Teoritisi konflik melihat apapun keteraturan yang terdapat dalam masyarakat berasal dari
pemaksaan terhadap anggota nya oleh mereka yang berada di atas. Funsgsionalis memusatkan
perhatian pada kohesi yang diciptakan oleh nilai bersama masyarakat. Teoritisi konflik
menekankan pada peran kekusaan dalam memertahankan ketertiban dalam masyarakat.
Kritik utama dan upaya untuk menghadapinya.
Bila dibandingkan dengan fungsionalsme struktural, teori konflik tergolong tertinggal
perkembangannya.Teori ini hampir tak secanggih fungsionalisme, mungkin karena merupakan
teori turunan. Seperti segera akan terlihat sebenarnya teori konfliok ini merupakan terjemahan
yang tak memadai dari teori marxian kedalam sosiologi. Akibatnya, teori nya menderita
kekurangan yang sama dengan fungsionalisme struktural misalnya, konflik tampak muncul
secara misterius dari sistem yang sah (sebagaimana dalam fungsionalisme struktural).
8. Teori Konflik Yang Lebih Integratif.
Awalnya collins megatakan kontribusi utama untuk teori konflik adalah menambah
analisis tingkat mikro terhadap teori yang bertingkat makro. Pendekatan konflik dari sudut
pandang individu karena akar teoritisme terletak dalam fenomenologi dan etnometodologi. Meski
teori berskala kecil dan bertingkat individual ia menyadari bahwa “ sosiologi tidak akan berhasil
berdasarkan analisis tingkat mikro saja”. Sementara sebagian besar teoritisi konflik percaya
bahwa struktur sosial berada diluar (eksternal) dan memaksa pihak aktor, collins cenderung
melihat struktur sosial tak dapat dipisahkan dari aktor yang membangunya dan pola interaksi nya
adalah esensi struktur sosial.
Stratifikasi Sosial
Institusi yang menyentuh begitu banyak kehidupan (1975;49). Teori weber berguna
bagi collins untuk melandasi semua konsep yang mengamati kehidupan sehari – hari ( collins
1975;53) adalah sangat penting bagi collins dalam studi stratifikasi sosial berskala kecil.
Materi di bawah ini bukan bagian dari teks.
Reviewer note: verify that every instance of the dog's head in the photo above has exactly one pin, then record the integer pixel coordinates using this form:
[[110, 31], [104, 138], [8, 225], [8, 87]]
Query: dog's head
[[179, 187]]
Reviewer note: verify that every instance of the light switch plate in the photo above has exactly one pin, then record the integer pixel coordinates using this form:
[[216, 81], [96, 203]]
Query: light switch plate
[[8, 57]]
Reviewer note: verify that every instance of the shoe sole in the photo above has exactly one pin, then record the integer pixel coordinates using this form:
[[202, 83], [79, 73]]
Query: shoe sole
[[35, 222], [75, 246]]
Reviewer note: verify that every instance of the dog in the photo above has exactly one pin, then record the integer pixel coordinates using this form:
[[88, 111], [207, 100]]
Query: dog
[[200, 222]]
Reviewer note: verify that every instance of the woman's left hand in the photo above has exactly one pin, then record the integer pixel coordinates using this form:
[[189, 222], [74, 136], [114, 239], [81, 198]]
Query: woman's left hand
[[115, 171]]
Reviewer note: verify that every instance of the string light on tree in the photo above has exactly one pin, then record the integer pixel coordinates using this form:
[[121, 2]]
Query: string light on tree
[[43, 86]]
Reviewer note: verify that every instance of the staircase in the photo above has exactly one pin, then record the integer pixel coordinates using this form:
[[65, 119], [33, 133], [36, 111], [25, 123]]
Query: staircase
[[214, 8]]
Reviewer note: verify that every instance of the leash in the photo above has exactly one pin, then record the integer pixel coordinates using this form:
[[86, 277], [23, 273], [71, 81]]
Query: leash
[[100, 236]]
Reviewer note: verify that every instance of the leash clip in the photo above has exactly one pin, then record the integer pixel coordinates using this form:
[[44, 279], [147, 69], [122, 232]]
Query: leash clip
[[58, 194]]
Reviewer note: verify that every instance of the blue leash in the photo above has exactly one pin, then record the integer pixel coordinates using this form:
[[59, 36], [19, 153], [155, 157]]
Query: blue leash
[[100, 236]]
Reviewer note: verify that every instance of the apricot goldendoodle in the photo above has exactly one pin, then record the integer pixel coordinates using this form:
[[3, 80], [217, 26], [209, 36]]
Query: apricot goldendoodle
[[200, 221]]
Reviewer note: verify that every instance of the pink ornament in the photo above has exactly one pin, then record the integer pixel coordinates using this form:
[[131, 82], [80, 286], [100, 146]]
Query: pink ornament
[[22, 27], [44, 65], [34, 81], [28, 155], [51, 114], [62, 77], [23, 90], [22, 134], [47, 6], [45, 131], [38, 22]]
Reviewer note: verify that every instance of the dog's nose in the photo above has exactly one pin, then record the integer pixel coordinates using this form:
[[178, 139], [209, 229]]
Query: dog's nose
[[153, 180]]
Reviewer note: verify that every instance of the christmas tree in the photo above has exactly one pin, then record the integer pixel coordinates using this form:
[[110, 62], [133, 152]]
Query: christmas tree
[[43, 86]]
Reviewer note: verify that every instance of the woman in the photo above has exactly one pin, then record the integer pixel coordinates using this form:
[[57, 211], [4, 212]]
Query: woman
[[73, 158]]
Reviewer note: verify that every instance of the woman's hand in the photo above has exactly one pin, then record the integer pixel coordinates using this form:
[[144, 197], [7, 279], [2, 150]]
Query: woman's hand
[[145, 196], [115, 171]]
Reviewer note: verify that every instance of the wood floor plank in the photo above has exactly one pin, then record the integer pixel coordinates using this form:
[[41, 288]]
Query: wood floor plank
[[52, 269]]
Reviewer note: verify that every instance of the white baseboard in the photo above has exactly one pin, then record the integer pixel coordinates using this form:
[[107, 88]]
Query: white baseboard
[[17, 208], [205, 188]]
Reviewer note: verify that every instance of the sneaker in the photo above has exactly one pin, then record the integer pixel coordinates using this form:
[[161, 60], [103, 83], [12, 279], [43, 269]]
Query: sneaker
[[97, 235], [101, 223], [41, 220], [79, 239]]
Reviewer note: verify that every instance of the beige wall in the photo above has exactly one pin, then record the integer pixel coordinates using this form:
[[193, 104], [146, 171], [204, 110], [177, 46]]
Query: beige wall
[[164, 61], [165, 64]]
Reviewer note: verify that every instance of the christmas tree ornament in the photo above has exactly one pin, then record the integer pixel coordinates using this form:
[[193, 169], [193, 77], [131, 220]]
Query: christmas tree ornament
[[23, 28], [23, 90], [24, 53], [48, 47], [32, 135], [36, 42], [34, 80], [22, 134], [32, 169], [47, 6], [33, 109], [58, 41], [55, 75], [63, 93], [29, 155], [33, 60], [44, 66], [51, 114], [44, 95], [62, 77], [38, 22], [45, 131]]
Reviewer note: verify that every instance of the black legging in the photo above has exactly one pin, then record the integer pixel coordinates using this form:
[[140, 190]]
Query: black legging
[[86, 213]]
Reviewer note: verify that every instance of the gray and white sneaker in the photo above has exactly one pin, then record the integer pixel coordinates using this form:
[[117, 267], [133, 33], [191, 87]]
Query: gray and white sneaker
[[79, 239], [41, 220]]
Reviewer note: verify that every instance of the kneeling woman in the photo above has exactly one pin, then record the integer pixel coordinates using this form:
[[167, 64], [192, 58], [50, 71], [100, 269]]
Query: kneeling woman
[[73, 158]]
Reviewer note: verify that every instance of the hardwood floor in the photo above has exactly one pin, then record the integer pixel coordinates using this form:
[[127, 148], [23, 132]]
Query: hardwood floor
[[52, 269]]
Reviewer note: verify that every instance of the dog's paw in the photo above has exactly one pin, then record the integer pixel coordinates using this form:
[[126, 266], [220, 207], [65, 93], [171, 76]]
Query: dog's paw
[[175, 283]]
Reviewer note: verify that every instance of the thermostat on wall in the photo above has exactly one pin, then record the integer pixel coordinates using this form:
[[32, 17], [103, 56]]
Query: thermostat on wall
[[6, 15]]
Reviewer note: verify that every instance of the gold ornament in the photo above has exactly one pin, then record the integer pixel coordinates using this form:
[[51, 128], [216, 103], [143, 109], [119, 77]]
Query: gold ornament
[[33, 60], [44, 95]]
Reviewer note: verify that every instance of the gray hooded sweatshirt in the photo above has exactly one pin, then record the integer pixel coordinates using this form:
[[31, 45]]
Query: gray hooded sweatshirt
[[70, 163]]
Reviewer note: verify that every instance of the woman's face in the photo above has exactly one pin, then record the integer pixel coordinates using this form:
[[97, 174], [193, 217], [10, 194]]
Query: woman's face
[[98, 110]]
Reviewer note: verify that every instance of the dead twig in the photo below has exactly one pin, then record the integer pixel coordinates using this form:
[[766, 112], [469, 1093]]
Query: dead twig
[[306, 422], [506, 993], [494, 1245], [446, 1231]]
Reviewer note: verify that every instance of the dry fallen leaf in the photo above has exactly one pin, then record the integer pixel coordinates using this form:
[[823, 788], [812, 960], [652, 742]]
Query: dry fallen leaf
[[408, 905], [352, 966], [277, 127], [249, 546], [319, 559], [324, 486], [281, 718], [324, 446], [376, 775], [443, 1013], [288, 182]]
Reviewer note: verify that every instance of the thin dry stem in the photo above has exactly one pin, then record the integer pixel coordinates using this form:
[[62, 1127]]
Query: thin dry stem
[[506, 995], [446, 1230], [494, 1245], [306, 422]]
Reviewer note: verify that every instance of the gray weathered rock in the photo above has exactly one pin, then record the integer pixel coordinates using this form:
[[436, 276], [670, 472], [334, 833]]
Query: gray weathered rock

Teori Stratifikasi Konflik
Konflik stratifikasinya lebih banyak kesamaannya dengan teori fenomenologi dan
etnometodologi ketimbang dengan teori marxian atau weberian. Collins yakin orang berupaya
untuk memaksimalkan kemampuan pada sumber daya maupun sumber daya orang lain dengan
mereka berurusan. Pendekatan konflik terhadap stratifikasi: pertama, orang hidup dalam dunia
yang dibangun sendiri. Kedua, orang lain mempunyai kekuasaan untuk mempengaruhi atau
mengontrol seorang individu. Ketiga, orang lain mencoba mengontrol orang yang menentang
mereka.
9. Domain Sosial Lainnya.
Pandangan bahwa keluarga adalah sebuah arena konflik perbedaan kelamin dimana
lelaki menjadi pemenang dengan akibat wanita didominasi oleh lelaki dan tunduk pada beerbagai
jenis perlakuan yang tidak adil. Collins melihat organisasi formal dari perspektif konflik sebagai
jaringan pengaruh interpersonal dan sebagai arena dimana yang bertentangan dimainkan. Seperti
dahrendorf, collins bukan merupakan eksponen sejati teori konflik marxian dengan alasan
berbeda. Orientasi skala kecil collins adalah awal yang menuju pengembangan teori konflik yang
lebih integratif.
10. Bab II
Penutup.
Kesimpulan.
Disebuah teori terdapat banyak permasalahan sesuai dengan
yang di perlihatkan dalam skala besar maupun kecil. Pemikiran dari
beberapa tokoh lampau ini masih di gunakan dalam proses
pembelajaran tentang sosiologi yang sampai pada saat ini masih
digunakan oleh seluruh kawasan dunia pendidikan. Ada nya
pertentangan di dalam sebuah teori diperuntukkan sebagai acuan
yang akan menjadi kedepan nya suatu ilmu. Didala sosiologi ilmu
yang digunakan selalu dapat berubah sesuai dengan perkembangan.